Posted by Areibman 1 day ago

Counter27Comment6OpenOriginal

Comments

Comment by dangelosaurus 1 day ago

Hey HN - Michael here, co-founder of Promptfoo.

Happy to answer questions.

The one I'd ask if I were reading this: what happens to Promptfoo open source? We're going to keep maintaining it. The repo will stay public under the same license, we will continue to support multiple providers, and we'll keep reviewing PRs and cutting releases.

We started Promptfoo because there was no good way to test AI systems before shipping them. That turned into evals, then red teaming, then a broader security platform. We're joining OpenAI because this work has more impact closer to the model and infrastructure layers.

Ask me anything.

Comment by mooreds 5 hours ago

Congrats!

What convinced you this was the right moment and the right company to join?
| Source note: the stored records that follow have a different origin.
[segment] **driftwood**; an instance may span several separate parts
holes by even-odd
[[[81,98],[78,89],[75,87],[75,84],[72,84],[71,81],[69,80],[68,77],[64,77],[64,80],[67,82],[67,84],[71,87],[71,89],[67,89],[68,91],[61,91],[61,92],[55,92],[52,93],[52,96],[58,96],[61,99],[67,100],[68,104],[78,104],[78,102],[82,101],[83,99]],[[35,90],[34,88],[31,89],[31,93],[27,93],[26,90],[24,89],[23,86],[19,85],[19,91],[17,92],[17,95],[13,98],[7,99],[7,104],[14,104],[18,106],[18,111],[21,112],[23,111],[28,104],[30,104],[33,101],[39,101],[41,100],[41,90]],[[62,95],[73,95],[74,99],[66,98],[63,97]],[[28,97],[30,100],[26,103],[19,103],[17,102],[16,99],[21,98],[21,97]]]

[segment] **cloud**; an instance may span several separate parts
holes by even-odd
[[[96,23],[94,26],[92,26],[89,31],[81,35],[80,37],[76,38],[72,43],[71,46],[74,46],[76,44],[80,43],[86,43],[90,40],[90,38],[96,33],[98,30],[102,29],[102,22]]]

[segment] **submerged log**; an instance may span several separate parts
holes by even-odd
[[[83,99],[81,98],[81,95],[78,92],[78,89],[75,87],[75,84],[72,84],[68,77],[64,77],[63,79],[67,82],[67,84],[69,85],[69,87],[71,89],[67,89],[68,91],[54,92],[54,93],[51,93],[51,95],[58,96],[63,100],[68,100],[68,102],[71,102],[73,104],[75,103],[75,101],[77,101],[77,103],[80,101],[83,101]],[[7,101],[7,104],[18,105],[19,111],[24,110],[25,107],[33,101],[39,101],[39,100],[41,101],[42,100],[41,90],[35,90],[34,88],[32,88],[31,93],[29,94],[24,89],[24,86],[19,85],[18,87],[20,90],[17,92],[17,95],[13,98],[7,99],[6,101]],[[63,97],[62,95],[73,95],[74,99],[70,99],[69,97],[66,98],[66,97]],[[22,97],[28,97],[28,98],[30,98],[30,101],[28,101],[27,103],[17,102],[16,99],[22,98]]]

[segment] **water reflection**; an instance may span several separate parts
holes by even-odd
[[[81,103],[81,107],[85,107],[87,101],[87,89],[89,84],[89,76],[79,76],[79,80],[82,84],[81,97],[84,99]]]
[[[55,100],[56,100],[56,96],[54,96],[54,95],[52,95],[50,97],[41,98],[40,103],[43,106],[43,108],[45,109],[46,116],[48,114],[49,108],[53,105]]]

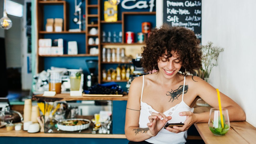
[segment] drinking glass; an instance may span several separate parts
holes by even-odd
[[[70,90],[79,90],[80,89],[82,70],[68,70],[70,79]]]
[[[208,122],[209,128],[216,136],[223,136],[227,132],[230,127],[228,110],[221,109],[224,128],[221,126],[220,113],[218,108],[212,108],[210,111],[210,117]]]

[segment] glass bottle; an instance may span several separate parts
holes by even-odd
[[[126,75],[125,67],[124,65],[122,66],[122,70],[121,70],[121,79],[122,80],[125,80]]]
[[[133,72],[134,71],[134,66],[133,65],[131,65],[130,67],[130,69],[131,69],[131,70],[130,71],[130,74],[133,74]]]
[[[106,42],[106,33],[102,31],[102,42]]]
[[[121,68],[120,64],[118,65],[116,68],[116,80],[120,81],[121,80]]]
[[[119,37],[118,38],[118,42],[122,42],[122,31],[119,32]]]
[[[111,42],[111,32],[110,31],[108,32],[108,35],[107,38],[107,42]]]
[[[129,80],[129,78],[130,77],[130,72],[131,71],[130,67],[129,66],[127,67],[127,69],[126,69],[125,77],[126,77],[126,80],[127,81]]]
[[[111,79],[112,81],[116,79],[116,71],[115,70],[113,70],[111,73]]]
[[[107,80],[107,73],[105,69],[102,70],[102,79],[104,81]]]
[[[111,80],[111,72],[110,69],[108,70],[108,73],[107,74],[107,80],[108,81]]]

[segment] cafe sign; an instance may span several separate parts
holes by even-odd
[[[150,0],[148,2],[148,4],[147,1],[139,1],[135,3],[135,4],[131,6],[127,6],[126,3],[132,1],[135,2],[136,0],[124,0],[121,3],[122,7],[125,9],[131,9],[136,8],[141,9],[142,8],[147,8],[150,7],[149,11],[152,12],[153,10],[153,8],[155,6],[154,3],[155,0]]]

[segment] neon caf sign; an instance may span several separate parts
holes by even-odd
[[[141,9],[142,8],[147,8],[150,7],[149,11],[152,12],[153,10],[153,8],[155,6],[154,4],[154,0],[150,0],[148,2],[148,4],[147,4],[147,1],[140,1],[135,3],[134,5],[128,6],[126,5],[126,3],[129,2],[135,2],[136,0],[124,0],[121,3],[122,7],[125,9],[131,9],[135,8]]]

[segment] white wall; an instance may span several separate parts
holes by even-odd
[[[3,17],[4,11],[4,0],[0,0],[0,19]],[[3,29],[0,28],[0,37],[4,37],[4,31]]]
[[[26,34],[26,29],[25,28],[26,19],[26,2],[31,2],[31,0],[24,0],[23,6],[23,21],[22,22],[22,49],[21,83],[23,90],[30,90],[32,85],[33,75],[32,74],[28,72],[27,57],[31,57],[31,53],[28,53],[28,37]]]
[[[254,0],[202,2],[202,44],[224,48],[213,68],[211,82],[244,110],[256,127],[256,12]]]
[[[162,9],[158,8],[162,3],[157,2],[158,27],[162,24]],[[224,48],[210,82],[238,103],[246,121],[256,127],[255,6],[255,0],[202,0],[202,44],[210,41]]]

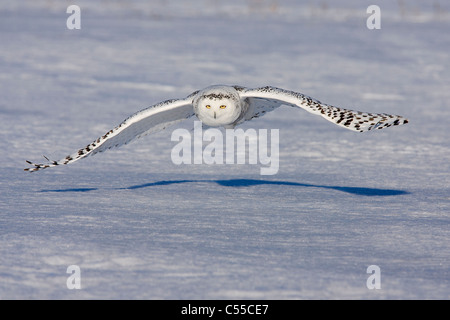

You went from founding to acquisition in roughly a year and change.

Did something about the AI security landscape cause this offer to make sense? Or was it the impact you could have inside OpenAI? Or something else?

Comment by exizt88 1 day ago

You guys absolutely rock. You've built an industry standard with Promptfoo. Keeping it open source was the right choice.

Comment by tin7in 23 hours ago

Thanks for your work and I really really hope the open source project stays maintained. I’ve been using it from the very beginning and it’s been great!

Comment by muhneesh 12 hours ago

congrats on the deal.

Comment by riteshkew1001 9 hours ago

Congrats to the team. 23 people building something used by 25% of Fortune 500 is remarkable execution.

I'm curious about one thing though: the blog post mentions integration at the 'model and inference layer,' not just bolting it onto Frontier as a feature. That's a deeper integration than most acquisitions.

In practice, does that mean the security testing becomes invisible for OpenAI-hosted models? Because if so, that's great for OpenAI customers but creates an interesting gap for teams building on Claude, Gemini, or local models. They lose their independent testing tool.

The other thing I keep thinking about: promptfoo solves pre-deployment testing really well. But once agents are running in production making tool calls, the attack surface changes. A prompt that passes red-teaming can still be exploited through indirect injection via tool outputs.

Has anyone been working on runtime monitoring for agents? Not just testing before you ship, but watching what agents actually do during execution?